Tra Cina che non accenna a stabilizzarsi e petrolio che non accenna a riprendersi ci sarà di che divertirsi sui mercati, soprattutto se si amano le giostre. 

L'avvio a Piazza Affari

Intanto l’avvio di oggi è stato all’insegna della cautela con Piazza Affari che intorno alle 10 segnava -0,085 in un quadro che a sua volta vedeva il resto d’Europa in territorio positivo, per quanto anch’esso debole con Londra a +0,24%il Dax a +0,84% e il Cac40 a +0,51%.

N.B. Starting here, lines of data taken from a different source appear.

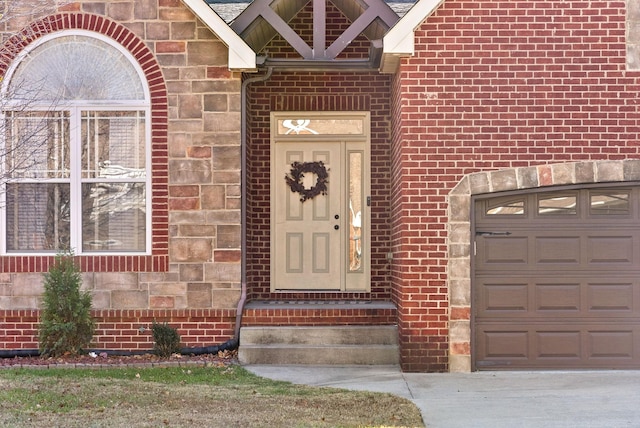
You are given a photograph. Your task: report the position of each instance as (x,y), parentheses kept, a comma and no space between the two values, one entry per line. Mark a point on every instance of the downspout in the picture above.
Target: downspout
(243,203)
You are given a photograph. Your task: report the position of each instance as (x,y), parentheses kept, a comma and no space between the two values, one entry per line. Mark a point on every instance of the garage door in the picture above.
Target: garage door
(557,280)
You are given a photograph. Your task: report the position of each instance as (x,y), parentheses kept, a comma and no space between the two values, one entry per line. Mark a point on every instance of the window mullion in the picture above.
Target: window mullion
(75,143)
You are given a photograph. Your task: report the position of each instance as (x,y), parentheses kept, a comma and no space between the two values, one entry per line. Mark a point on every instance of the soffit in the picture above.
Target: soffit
(391,36)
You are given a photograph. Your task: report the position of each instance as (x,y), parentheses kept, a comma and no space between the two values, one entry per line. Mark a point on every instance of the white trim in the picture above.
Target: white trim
(92,34)
(400,40)
(75,107)
(241,56)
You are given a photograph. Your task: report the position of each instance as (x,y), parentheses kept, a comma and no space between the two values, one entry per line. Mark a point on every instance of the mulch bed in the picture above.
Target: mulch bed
(104,360)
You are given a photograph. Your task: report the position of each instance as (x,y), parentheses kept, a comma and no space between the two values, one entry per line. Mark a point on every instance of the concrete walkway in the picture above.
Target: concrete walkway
(490,399)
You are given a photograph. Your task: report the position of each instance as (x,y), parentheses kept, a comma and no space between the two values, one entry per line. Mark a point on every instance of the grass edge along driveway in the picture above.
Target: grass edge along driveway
(218,395)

Tornando a Piazza Affari oggi si registra la decisione della  Consob di vietare temporaneamente le vendite allo scoperto sul titolo Mps a causa di una variazione delle quotazioni che ieri ha superato il 10%. Intanto restano ancora volatili non solo le azioni di Rocca Salimbeni ma anche quelle di Carige entrambe ancora sotto quota 1 euro con la prima che dall’inizio dell’anno ha perso in borsa un quarto del valore delle azioni pari a un miliardo di capitalizzazioneAlla base della paura, scatenatasi nelle prime ore del pomeriggio di ieri, si pensa a una speculazione nata con i timori per i grandi colossi dai piedi d’argilla, prime future, potenziali vittime delle regole del ”bail-in” oppure, indirettamente, il coinvolgimento della brasiliana Btg Pactual la quale, dopo le vicissitudini più giudiziarie che finanziarie che l’hanno coinvolta, potrebbe dare il via a una serie di vendite sugli asset giudicati meno importanti tra i quali proprio quelli di Mps e Carige. 

Energetici e petroliferi

Resta il focus sulla categoria degli energetici dal momento che il petrolio continua nella sua discesa agli inferi senza che l’ascensore possa fare nemmeno una sosta intermedia per dare il tempo agli investitori di riprendere fiato. E mentre continuano le vendite su Eni (-0,5%b sempre intorno alle 10) e su Saipem (a -0,03%) arriva la notizia che l’Arabia Saudita, per riuscire a raccogliere capitali in quella guerra degli energetici cui lei stessa ha dato vita, potrebbe decidere per la quotazione di Aramco, il gigante di stato focalizzato proprio sul petrolio e la cui Ipo potrebbe valere addirittura 10mila miliardi di dollari. In tutto questo si prospetta anche un vertice straordinario dell’Opec per marzo dal momento che le quotazioni del greggio hanno superato, al ribasso, persino la soglia negativa dei 32 dollari al barile, troppo forse anche per Ryad? Lo spettro dei 20 dollari non è più tale dal momento che non solo Goldman Sachs ma anche Morgan Stanley e Citigroup parlano ora apertamente di un disastro che potrebbe portare con sè anche un terzo dei produttori statunitensi destinati al fallimento con perdite che superano, a questo punto, i 2 miliardi di dollari a settimana.